La situazione internazionale è pericolosa. Il governo di Giorgia Meloni spesso evoca fantasiosi complotti dai contorni oscuri, mai dichiarati. Invece siamo di fronte a una cospirazione internazionale a cielo aperto, senza segreti: il raduno dei “Patrioti per l’Europa” a Madrid, la riunione dei reazionari sotto l’ala di Elon Musk, dimostra che prende corpo un’organizzazione con un preciso orientamento politico.
In Italia le forze di governo hanno superato la linea del tradimento dei valori fondativi della Repubblica. Se un veneto garbato come il ministro Nordio ha direttamente aggredito una parte della magistratura, non è stato tanto, o solo, per attaccare un pezzo della magistratura, che peraltro è sempre criticabile; ma per attaccare il presidente del Consiglio superiore della magistratura. Cioè il presidente della Repubblica.

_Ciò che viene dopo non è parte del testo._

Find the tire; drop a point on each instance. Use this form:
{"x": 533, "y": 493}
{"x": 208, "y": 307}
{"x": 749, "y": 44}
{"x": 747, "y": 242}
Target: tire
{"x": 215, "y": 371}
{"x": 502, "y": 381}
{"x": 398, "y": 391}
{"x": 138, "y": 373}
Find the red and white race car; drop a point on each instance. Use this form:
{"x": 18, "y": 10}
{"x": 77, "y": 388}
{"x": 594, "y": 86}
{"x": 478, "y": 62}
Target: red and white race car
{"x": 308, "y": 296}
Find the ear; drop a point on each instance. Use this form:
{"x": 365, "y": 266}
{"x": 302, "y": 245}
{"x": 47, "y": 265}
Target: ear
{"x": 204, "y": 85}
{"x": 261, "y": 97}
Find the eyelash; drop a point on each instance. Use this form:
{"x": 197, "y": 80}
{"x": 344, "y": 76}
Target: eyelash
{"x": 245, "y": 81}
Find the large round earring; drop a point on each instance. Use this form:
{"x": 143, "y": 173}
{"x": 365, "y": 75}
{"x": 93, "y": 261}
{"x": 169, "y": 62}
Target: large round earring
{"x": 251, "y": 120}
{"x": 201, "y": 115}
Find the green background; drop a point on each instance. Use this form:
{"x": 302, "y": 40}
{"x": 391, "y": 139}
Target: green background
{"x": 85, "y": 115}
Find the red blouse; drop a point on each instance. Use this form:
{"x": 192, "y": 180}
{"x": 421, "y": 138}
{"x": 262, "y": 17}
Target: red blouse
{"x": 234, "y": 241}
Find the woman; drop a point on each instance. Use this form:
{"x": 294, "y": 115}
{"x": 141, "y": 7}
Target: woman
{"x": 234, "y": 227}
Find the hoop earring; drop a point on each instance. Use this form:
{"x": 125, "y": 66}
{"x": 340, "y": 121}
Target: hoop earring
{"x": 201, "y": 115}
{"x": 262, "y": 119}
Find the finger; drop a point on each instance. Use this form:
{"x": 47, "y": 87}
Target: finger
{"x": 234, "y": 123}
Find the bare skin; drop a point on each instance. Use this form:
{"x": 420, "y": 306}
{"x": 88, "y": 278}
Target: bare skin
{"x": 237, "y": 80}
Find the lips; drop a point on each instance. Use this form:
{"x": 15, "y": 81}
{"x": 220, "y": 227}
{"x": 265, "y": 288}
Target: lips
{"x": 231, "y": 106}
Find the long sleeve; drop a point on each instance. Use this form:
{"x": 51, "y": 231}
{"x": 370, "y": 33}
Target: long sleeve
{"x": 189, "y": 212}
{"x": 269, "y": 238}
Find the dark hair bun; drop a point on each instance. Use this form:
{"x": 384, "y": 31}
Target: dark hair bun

L’occasione sarà il dibattito da aprire nel Csm per affrontare la questione sollevata dai cinque rappresentanti della destra sul comportamento del procuratore di Roma; una questione che apre lo scontro nel Csm e ha come effetto immediato la richiesta a Mattarella di schierarsi. Per innestare la vera questione: quella della sua presunta partigianeria. Su questo scontro, sia pure sollecitato in forma tecnica e indiretta, un’azione disciplinare per un magistrato, si prova a innestare l’accusa di un presidente non super partes.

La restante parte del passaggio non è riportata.